Bulldozers, mechanical diggers, CRS and policeman, the governmental armada destroyed the Calais "jungle", at dawn on Tuesday morning. What next? What will happen to the some 300 who were arrested, some of whom were released and are already on the way back.. to Calais?
Jean-Pierre Boutoille, spokesman for the organization C’Sur, which is helping the migrants of Calais, confirms that "since Tuesday night, some volunteers have received calls for help from migrants who had just been released after having been arrested that very morning". "Tomorrow, in a few days, people who think that happiness lies on the other side of the Channel will be back", Jacky Hénin, MEP and a former mayor of Calais assured us.
The others, the 130 adult migrants arrested at Calais who remain in custody were to be transferred yesterday to detention centres in the South of France, where "they will be distributed according to the availability of places for them", announced the Pas-de-Calais prefecture.
Late yesterday afternoon, around thirty activists were ready and waiting for the "bus" transporting 40 migrants to the administrative detention centre [1] in Nîmes.
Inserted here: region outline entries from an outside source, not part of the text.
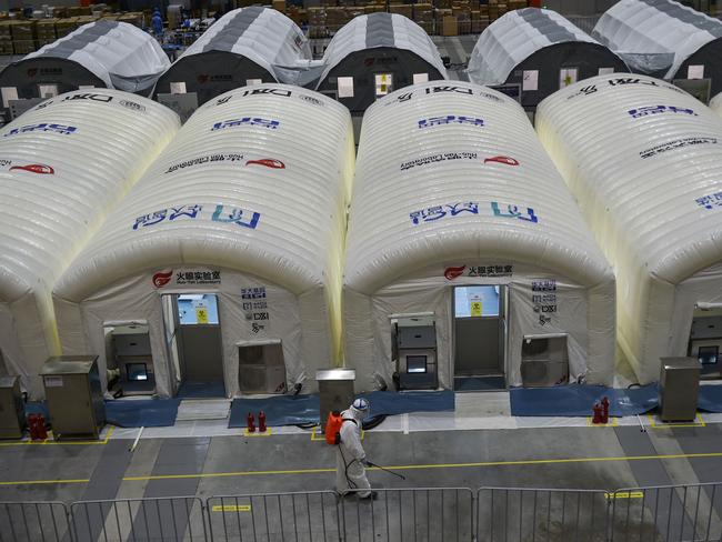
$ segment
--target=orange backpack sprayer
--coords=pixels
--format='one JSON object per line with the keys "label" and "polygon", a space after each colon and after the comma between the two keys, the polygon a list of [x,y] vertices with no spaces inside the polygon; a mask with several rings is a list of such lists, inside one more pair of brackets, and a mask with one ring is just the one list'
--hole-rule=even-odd
{"label": "orange backpack sprayer", "polygon": [[325,422],[325,443],[332,446],[338,446],[341,443],[341,425],[343,418],[341,412],[334,410],[329,412],[329,419]]}

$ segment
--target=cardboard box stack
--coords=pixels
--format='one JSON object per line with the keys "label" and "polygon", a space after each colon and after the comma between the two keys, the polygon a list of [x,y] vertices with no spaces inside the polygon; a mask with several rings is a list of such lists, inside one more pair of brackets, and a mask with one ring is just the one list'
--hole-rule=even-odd
{"label": "cardboard box stack", "polygon": [[138,28],[143,28],[143,13],[141,11],[131,11],[123,13],[118,18],[120,22],[129,22]]}
{"label": "cardboard box stack", "polygon": [[36,50],[36,20],[10,21],[16,54],[28,54]]}
{"label": "cardboard box stack", "polygon": [[410,3],[392,3],[389,6],[391,13],[399,13],[400,16],[413,19],[413,6]]}
{"label": "cardboard box stack", "polygon": [[38,32],[38,49],[48,43],[52,43],[58,39],[56,33],[56,23],[58,19],[40,19],[36,27]]}
{"label": "cardboard box stack", "polygon": [[11,29],[10,21],[0,21],[0,54],[12,54]]}
{"label": "cardboard box stack", "polygon": [[78,28],[76,19],[58,19],[56,22],[56,36],[63,38]]}
{"label": "cardboard box stack", "polygon": [[427,33],[433,32],[433,6],[431,3],[417,3],[413,7],[413,20]]}
{"label": "cardboard box stack", "polygon": [[325,38],[325,9],[309,8],[309,38]]}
Others were expected to arrive at Toulouse, Lyons, Marseilles and Nancy, and were to appear before a magistrate [2] in the next 48 hours.
Moreover, out of the 135 minors arrested at Calais, some 60 of them will be brought to an overnight shelter in Vitry-sur-Orne, in Moselle. According the town’s mayor, Luc Corradi (Socialist Party), "they have been placed in a former Sonocotra centre which was turned into a shelter for asylum seekers in 2003." Although the prefecture hasn’t confirmed it, Francine Messina, an assistant at the Social Affairs Department of Vitry-Sur-Orne, is in little doubt. "Three buses arrived at about 5 o’clock on (Tuesday) afternoon escorted by police," she explained. She added that "around sixty adolescents, probably from Afghanistan, were among them."
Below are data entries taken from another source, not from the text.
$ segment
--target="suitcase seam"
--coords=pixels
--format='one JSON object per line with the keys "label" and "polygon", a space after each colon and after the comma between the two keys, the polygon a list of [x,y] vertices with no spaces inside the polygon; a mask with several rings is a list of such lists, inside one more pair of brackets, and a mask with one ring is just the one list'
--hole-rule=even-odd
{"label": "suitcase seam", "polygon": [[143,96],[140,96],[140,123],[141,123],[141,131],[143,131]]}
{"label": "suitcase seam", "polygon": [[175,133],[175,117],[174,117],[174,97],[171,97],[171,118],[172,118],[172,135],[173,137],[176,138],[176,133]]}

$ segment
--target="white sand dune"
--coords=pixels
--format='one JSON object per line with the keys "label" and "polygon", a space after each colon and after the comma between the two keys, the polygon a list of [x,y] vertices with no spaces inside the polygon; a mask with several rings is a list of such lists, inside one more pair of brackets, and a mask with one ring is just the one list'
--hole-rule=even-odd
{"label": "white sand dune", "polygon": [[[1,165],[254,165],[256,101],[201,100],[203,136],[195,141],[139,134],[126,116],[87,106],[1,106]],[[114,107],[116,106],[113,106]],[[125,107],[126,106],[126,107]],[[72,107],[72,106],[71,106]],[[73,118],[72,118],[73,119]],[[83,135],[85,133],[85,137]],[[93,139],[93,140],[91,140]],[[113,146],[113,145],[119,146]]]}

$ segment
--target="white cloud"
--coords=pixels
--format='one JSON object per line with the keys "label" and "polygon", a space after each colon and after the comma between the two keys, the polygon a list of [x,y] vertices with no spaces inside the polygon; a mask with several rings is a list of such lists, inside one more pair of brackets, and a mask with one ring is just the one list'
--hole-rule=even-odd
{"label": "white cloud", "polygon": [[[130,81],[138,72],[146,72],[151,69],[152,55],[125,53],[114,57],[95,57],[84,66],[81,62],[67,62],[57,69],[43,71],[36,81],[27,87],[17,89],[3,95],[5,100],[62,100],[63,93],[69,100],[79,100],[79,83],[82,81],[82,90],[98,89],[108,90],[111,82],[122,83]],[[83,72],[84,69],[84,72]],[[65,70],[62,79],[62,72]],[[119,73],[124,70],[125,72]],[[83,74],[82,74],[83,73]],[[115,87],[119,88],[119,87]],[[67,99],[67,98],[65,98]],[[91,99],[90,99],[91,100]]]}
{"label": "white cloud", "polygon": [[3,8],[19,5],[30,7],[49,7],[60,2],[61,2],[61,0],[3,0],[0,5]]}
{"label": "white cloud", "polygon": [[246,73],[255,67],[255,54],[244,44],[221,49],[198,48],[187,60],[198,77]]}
At Nancy, where a certain number of minors from Calais had been placed on Tuesday night, "some of them have already escaped", explains Jean-Pierre Boutoille, and he adds, "they are already heading north, some of them will no doubt end up in Paris."
Angry and disillusioned, the volunteer worker concludes that "Besson’s show for the media is ridiculous and pathetic."